Her training began in Germany from the age of 16 by leading stage director Max Reinhardt. After a few years, she became recognized as a "distinguished Berlin stage actress", acting with Reinhardt's Vienna theater ensemble. Critics "raved" about her stage and film acting quality, leading MGM to sign her to a three-year contract and bring her to Hollywood in 1935. A number of filmmakers anticipated she might become another Greta Garbo, MGM's leading female star.

Her first American role was in the film Escapade (1935), which was soon followed with a relatively small part in the musical biopic The Great Ziegfeld (1936). Despite her limited appearances in the film, she "so impressed audiences" that she won the Oscar for Best Actress. For her dramatic telephone scene in the film, she was later dubbed "the Viennese teardrop". In her next role, producer Irving Thalberg was convinced, despite the studio's disagreement, that she could play the part of a poor uncomely Chinese farm wife in The Good Earth, based on Pearl Buck's novel about hardship in China. The subdued character she played was such a dramatic contrast to her previous, vivacious character, that she won another Academy Award, even with Greta Garbo as one of the nominees.

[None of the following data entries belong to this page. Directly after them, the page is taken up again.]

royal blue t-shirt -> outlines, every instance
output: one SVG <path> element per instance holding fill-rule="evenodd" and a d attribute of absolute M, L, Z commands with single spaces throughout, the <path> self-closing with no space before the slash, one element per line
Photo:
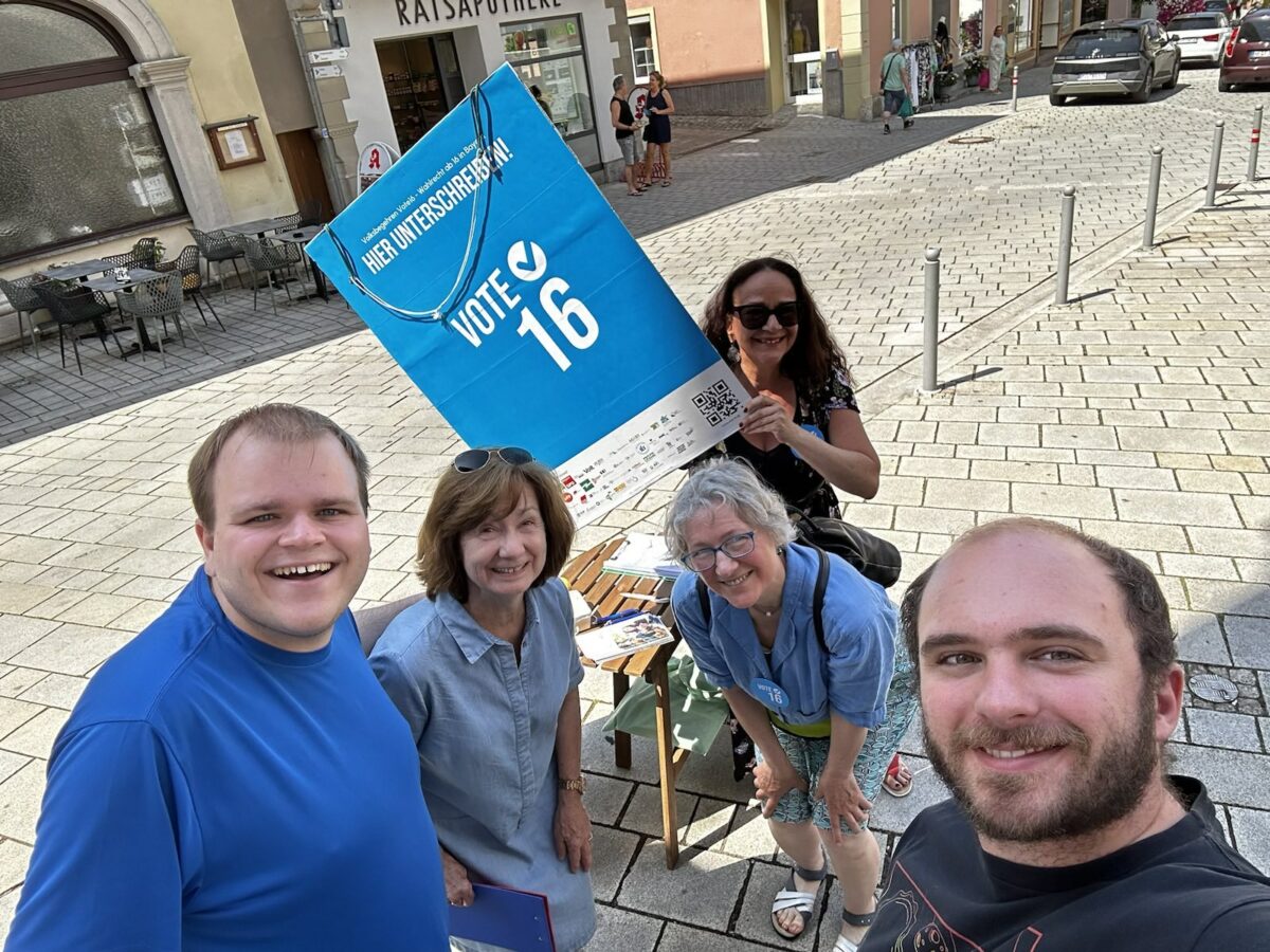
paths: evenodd
<path fill-rule="evenodd" d="M 352 616 L 274 649 L 199 569 L 53 745 L 9 952 L 444 949 L 405 721 Z"/>

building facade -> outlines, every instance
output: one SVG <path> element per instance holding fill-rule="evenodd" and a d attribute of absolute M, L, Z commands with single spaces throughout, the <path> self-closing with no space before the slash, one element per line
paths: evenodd
<path fill-rule="evenodd" d="M 893 37 L 931 39 L 942 18 L 955 55 L 968 51 L 963 38 L 986 52 L 999 23 L 1010 58 L 1027 65 L 1067 39 L 1080 0 L 631 0 L 627 17 L 636 76 L 641 63 L 659 69 L 679 112 L 762 116 L 829 102 L 870 118 Z M 841 89 L 827 98 L 826 83 Z"/>
<path fill-rule="evenodd" d="M 293 209 L 231 0 L 0 3 L 0 275 Z"/>
<path fill-rule="evenodd" d="M 343 18 L 358 146 L 404 152 L 508 62 L 588 171 L 620 161 L 608 99 L 631 74 L 625 0 L 356 0 Z"/>

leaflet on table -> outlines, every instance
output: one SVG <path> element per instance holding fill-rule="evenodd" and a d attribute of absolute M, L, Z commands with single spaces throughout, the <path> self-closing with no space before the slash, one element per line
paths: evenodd
<path fill-rule="evenodd" d="M 307 251 L 464 440 L 556 468 L 579 522 L 748 399 L 511 66 Z"/>
<path fill-rule="evenodd" d="M 601 571 L 640 575 L 646 579 L 677 579 L 683 572 L 683 566 L 671 557 L 664 538 L 646 532 L 632 532 L 626 536 L 621 547 L 608 556 Z"/>
<path fill-rule="evenodd" d="M 578 636 L 578 650 L 592 661 L 607 661 L 671 641 L 674 641 L 674 635 L 665 627 L 665 622 L 655 614 L 638 614 L 582 632 Z"/>

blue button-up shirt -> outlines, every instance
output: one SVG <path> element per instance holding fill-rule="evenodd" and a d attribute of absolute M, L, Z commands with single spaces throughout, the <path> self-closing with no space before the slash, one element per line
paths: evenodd
<path fill-rule="evenodd" d="M 831 555 L 822 613 L 826 652 L 812 614 L 818 555 L 798 545 L 785 552 L 781 616 L 770 658 L 749 612 L 709 592 L 706 626 L 697 576 L 679 576 L 671 602 L 697 668 L 720 688 L 739 687 L 786 724 L 819 724 L 832 711 L 856 726 L 876 727 L 886 720 L 895 665 L 895 607 L 880 585 Z M 753 691 L 756 679 L 775 682 L 789 703 L 772 707 L 770 697 Z"/>

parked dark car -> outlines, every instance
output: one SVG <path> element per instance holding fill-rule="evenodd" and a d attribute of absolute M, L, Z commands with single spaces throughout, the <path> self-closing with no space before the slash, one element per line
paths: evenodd
<path fill-rule="evenodd" d="M 1128 95 L 1146 103 L 1156 86 L 1172 89 L 1181 71 L 1177 43 L 1156 20 L 1102 20 L 1078 28 L 1054 60 L 1049 102 Z"/>
<path fill-rule="evenodd" d="M 1226 43 L 1217 88 L 1270 83 L 1270 17 L 1245 17 Z"/>

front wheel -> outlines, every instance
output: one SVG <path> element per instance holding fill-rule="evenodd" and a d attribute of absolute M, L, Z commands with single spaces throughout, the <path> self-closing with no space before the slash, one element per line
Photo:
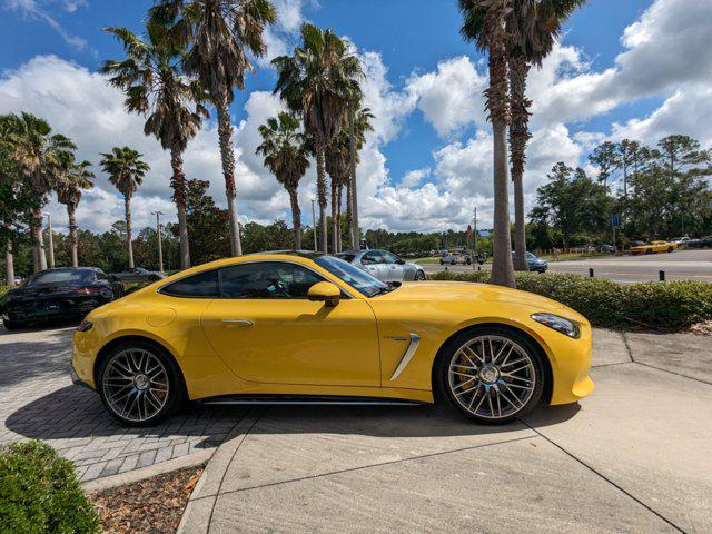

However, she would later remark that by winning two consecutive Oscars, "nothing worse could have happened to me," as audience expectations from then on would be too high to fulfill. She was then given parts in a string of unimportant movies, leading MGM and Rainer to become disappointed, and she ended her brief three-year career in films, soon returning to Europe. Adding to her rapid decline, some feel, was the "poor career advice" given her by then husband, playwright Clifford Odets, along with the unexpected death, at age 37, of her producer, Irving Thalberg, whom she greatly admired. Some film historians consider her the "most extreme case of an Oscar victim in Hollywood mythology". She currently lives in London.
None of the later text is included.